2017-02-24 13:11:00 | 
ピエルドメニコ・バッカラリオ『コミック密売人』 岩波書店
 「10代からの海外文学 STAMP BOOKS」「ティーンの喜びや悩みをつづった作品のシリーズです」
 イタリアの作品で、舞台はハンガリーのブダペスト。15才の少年シャーンドルは、謎の男が提供してくれるアメコミを、自分もハマりながら仲間たちと共に密かに売りさばいている。折り合いの悪い継父や、実は秘密警察と思われる不審な男や、学校の教師などの目から隠れながら。そしてシャーンドルも自分たちの想像力でコミックヒーローのアイディアを練っていく。
 ここで出てくるタイトルには、名前だけ知っているものもあり、まったく知らないものもあり。たぶん私から見れば面白くもないものだろうけど、夢中になる気持ちには充分共感できる。あれこれとキャラ設定を考えてわくわくするのも、私だけでなく、多くの人がうなずいてしまうに違いない。
 この話は1989年の設定で、冷戦崩壊への雪崩れ込みがクライマックスにくる。いまでは日本のMANGAもきっとかの地にも入っているのだろう。


マルティナ・ヴィルトナー『飛び込み台の女王』
 上記の本と同じレーベル。これはドイツ産で舞台もドイツ。
 ナージャ(母がロシア人)は飛び込み競技に打ち込んでいるスポーツエリート校の生徒、12歳。

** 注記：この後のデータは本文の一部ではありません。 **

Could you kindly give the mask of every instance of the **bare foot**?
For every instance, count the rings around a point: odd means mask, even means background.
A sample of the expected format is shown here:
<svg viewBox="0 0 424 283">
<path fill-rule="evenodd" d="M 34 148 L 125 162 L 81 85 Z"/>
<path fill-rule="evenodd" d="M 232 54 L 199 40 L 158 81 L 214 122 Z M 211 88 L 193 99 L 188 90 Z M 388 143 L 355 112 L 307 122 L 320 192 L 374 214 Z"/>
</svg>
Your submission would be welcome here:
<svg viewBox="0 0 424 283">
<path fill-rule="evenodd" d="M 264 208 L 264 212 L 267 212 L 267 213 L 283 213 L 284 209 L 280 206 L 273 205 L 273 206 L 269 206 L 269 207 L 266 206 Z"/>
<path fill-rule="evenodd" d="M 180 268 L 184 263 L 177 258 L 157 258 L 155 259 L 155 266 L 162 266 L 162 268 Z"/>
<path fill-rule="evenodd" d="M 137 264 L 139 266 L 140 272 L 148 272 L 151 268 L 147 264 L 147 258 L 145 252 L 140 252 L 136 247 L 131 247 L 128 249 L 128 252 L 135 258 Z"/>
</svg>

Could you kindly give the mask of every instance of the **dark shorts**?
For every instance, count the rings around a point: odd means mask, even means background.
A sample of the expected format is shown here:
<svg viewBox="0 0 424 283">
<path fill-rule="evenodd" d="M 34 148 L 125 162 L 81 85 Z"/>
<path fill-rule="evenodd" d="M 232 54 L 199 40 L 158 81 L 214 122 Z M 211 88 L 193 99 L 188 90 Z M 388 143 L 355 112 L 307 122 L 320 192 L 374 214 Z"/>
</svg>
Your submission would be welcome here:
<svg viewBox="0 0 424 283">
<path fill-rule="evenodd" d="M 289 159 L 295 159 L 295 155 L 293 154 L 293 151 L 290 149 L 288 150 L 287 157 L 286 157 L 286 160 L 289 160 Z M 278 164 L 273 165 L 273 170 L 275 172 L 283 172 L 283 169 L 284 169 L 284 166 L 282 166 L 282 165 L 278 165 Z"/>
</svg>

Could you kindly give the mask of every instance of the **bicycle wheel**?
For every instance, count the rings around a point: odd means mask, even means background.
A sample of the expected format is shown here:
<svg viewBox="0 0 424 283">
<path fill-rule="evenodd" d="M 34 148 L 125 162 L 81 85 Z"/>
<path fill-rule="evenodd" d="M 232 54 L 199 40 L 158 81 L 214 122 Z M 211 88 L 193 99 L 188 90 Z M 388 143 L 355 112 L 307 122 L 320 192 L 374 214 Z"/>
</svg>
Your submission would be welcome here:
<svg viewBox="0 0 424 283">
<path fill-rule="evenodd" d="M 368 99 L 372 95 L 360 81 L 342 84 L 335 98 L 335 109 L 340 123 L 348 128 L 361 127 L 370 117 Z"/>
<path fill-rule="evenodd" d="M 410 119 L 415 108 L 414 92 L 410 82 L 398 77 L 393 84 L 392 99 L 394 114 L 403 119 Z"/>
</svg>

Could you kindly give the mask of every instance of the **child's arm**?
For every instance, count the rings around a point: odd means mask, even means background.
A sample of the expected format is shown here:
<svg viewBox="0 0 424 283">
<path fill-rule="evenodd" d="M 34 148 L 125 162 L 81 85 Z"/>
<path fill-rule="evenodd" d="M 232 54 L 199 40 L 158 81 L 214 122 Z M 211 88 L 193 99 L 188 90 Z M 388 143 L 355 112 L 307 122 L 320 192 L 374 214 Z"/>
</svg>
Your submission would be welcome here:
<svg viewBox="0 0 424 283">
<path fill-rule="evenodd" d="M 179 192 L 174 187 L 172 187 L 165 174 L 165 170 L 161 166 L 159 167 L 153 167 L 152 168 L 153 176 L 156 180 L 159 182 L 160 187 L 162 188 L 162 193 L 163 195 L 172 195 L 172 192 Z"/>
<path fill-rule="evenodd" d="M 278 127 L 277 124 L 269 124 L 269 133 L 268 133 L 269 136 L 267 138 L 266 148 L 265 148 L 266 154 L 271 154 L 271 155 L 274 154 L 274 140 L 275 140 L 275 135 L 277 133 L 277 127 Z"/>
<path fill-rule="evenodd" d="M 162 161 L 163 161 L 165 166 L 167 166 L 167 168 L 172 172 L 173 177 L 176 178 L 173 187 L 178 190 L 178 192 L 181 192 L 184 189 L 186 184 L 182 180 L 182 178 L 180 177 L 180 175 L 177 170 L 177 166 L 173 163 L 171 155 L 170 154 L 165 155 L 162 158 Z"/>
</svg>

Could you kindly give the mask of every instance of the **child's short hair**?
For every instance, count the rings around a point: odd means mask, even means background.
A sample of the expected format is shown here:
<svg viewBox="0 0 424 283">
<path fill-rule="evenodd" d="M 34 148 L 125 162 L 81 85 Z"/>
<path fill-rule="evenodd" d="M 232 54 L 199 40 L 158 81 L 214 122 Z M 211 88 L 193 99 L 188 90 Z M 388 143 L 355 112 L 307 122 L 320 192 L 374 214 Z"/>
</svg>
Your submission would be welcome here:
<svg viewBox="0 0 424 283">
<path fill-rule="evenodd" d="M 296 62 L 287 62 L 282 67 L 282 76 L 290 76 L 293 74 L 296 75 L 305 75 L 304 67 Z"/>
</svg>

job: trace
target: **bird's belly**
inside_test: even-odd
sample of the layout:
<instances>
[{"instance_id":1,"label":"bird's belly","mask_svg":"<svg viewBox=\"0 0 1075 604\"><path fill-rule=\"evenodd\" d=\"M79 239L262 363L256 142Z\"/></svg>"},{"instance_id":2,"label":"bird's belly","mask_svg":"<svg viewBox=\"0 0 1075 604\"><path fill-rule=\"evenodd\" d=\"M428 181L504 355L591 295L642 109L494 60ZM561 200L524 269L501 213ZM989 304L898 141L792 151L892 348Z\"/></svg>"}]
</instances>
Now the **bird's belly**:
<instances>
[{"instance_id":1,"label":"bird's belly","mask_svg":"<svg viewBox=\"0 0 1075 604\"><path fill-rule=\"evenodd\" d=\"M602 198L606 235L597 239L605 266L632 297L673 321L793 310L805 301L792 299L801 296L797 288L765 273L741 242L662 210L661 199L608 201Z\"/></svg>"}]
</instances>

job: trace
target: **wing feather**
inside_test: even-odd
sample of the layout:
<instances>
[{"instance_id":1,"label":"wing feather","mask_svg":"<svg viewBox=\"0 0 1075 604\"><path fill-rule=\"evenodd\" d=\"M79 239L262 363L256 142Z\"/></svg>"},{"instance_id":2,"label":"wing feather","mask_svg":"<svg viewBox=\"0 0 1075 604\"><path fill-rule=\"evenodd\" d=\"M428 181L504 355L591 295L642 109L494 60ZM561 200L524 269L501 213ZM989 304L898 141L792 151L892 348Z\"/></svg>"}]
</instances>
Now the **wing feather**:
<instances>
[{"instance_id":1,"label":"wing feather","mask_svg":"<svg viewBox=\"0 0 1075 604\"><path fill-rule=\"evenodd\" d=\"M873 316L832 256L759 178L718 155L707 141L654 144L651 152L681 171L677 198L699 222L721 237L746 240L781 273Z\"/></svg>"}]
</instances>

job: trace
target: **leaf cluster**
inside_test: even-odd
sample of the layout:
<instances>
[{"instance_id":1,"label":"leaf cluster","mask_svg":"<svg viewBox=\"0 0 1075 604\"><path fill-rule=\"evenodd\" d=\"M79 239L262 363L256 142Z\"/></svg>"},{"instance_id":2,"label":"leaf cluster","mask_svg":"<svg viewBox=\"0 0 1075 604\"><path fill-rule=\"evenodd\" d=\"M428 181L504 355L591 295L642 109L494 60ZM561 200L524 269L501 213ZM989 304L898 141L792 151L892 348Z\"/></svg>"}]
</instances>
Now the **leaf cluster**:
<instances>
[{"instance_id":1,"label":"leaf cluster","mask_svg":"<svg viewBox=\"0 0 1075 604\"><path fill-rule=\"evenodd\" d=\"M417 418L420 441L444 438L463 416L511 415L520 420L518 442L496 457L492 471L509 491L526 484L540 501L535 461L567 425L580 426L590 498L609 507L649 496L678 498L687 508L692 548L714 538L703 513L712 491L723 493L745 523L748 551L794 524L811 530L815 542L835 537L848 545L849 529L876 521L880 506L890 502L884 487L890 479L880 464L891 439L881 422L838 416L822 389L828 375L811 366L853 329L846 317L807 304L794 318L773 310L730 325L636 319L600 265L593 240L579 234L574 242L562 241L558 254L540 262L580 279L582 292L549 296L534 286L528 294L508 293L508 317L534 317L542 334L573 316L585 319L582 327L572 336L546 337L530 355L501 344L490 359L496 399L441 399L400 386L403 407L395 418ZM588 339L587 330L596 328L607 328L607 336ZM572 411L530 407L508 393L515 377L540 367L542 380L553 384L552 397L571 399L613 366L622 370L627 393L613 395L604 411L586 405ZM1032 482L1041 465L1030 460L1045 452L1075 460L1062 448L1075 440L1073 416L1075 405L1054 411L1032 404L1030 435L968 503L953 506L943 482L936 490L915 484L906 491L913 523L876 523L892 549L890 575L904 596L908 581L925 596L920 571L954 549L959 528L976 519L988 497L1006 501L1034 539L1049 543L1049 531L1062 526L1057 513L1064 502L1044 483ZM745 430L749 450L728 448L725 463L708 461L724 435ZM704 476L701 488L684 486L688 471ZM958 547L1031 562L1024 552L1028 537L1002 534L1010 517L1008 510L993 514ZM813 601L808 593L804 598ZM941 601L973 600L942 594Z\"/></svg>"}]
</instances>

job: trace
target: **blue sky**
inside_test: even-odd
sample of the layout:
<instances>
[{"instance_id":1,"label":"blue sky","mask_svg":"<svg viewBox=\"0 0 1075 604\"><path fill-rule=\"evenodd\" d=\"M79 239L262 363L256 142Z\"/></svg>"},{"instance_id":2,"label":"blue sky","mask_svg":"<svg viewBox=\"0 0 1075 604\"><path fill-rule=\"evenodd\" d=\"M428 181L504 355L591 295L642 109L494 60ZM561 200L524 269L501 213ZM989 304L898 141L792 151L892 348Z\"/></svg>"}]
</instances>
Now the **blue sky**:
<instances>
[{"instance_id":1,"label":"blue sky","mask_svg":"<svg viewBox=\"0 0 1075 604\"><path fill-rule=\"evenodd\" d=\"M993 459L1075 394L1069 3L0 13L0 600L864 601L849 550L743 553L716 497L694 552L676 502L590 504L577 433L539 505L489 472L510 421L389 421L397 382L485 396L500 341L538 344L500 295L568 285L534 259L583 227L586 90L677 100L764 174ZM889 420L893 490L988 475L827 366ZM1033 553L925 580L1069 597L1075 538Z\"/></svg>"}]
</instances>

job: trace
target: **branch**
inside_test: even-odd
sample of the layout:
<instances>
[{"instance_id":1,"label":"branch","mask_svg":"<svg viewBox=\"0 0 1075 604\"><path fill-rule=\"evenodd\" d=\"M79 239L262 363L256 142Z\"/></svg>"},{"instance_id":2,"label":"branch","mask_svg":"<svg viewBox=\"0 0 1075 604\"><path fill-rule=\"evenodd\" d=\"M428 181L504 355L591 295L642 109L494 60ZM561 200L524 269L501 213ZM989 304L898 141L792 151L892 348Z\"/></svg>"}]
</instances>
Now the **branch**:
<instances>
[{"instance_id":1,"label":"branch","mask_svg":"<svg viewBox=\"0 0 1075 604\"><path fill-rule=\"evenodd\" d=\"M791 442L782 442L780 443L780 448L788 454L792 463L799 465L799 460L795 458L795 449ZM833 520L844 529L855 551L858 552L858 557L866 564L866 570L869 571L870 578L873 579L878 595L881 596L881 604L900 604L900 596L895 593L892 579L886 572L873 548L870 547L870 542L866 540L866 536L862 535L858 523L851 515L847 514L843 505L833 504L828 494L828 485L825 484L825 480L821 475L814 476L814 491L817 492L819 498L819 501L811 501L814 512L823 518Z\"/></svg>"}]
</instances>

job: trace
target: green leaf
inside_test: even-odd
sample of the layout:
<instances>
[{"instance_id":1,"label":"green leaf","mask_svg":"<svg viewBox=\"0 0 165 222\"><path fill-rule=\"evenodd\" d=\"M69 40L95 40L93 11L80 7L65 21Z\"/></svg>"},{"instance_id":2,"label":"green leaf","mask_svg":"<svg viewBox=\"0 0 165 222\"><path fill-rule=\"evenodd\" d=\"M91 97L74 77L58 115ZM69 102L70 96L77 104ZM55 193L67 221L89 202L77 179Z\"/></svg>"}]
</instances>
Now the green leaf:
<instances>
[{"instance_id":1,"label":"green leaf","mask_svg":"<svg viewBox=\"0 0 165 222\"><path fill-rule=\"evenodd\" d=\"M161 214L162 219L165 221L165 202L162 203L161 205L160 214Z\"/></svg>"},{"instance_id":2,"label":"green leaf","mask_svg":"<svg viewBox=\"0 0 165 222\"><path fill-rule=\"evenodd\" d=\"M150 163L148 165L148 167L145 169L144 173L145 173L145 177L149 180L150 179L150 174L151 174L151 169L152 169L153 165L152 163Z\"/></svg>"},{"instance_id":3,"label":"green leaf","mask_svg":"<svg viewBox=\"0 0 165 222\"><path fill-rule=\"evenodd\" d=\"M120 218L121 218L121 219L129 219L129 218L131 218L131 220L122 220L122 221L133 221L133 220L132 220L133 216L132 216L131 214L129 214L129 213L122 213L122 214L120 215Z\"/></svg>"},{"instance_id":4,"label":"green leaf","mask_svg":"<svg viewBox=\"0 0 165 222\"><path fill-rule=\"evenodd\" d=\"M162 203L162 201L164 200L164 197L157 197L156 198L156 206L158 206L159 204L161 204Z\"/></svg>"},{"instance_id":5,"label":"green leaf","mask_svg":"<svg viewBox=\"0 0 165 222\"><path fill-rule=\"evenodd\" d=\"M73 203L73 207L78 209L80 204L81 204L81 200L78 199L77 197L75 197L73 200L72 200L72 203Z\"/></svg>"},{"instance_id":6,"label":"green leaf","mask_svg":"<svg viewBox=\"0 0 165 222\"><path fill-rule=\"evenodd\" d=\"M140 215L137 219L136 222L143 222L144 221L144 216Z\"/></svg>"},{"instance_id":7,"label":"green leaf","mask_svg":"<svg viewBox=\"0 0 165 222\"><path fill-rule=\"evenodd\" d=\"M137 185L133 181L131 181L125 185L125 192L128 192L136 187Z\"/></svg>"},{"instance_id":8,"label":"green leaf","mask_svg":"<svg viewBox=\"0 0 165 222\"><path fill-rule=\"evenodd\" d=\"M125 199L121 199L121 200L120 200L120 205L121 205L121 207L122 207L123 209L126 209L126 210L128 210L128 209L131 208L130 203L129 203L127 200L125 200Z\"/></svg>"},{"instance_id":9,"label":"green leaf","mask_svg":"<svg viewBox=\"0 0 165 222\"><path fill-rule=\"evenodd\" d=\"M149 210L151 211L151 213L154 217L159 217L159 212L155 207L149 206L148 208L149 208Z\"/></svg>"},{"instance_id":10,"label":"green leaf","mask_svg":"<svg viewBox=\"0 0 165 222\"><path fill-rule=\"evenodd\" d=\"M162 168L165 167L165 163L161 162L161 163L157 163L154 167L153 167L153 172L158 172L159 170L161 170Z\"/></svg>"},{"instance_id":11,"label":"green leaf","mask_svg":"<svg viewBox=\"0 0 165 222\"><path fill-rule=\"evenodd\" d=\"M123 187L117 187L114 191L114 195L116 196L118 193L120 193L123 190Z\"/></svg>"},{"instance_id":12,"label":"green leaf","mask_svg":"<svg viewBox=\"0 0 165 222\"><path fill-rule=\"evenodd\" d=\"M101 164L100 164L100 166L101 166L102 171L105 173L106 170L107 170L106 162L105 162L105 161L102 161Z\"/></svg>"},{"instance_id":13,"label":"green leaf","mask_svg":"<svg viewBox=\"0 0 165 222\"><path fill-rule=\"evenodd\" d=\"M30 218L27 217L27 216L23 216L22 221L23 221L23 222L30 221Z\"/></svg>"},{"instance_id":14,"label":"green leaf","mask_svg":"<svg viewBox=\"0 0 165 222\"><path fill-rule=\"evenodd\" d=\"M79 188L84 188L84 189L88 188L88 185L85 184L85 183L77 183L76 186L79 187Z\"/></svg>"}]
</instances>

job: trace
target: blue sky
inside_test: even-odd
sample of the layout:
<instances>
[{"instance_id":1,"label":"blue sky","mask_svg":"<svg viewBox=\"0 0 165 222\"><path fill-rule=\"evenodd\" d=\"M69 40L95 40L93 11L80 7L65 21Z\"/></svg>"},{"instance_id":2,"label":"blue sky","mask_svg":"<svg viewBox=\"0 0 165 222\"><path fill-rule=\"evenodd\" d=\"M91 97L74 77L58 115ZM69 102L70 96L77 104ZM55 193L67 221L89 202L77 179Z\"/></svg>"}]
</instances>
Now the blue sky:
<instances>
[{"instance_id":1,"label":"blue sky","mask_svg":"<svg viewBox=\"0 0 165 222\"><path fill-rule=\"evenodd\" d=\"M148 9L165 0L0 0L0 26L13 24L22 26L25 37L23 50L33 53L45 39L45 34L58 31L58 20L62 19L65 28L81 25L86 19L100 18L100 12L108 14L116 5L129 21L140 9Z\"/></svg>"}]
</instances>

隣人のカルラは親友であり、同じ競技の「女王」的存在。しかし、母に恋人ができたことでカルラは動揺し、ナージャの活躍に注目が集まってしまう。
 「友情、努力、勝利!」を思わせるけど、ちょっとほろ苦さもある終わり。
 ところで、小学生でもう専門家たちが様子を見に来て、各競技からスカウトされて進路を決めるしくみはだいぶ日本と違っていそう。(スポーツの世界なんて日本での事情もよく知らんけど)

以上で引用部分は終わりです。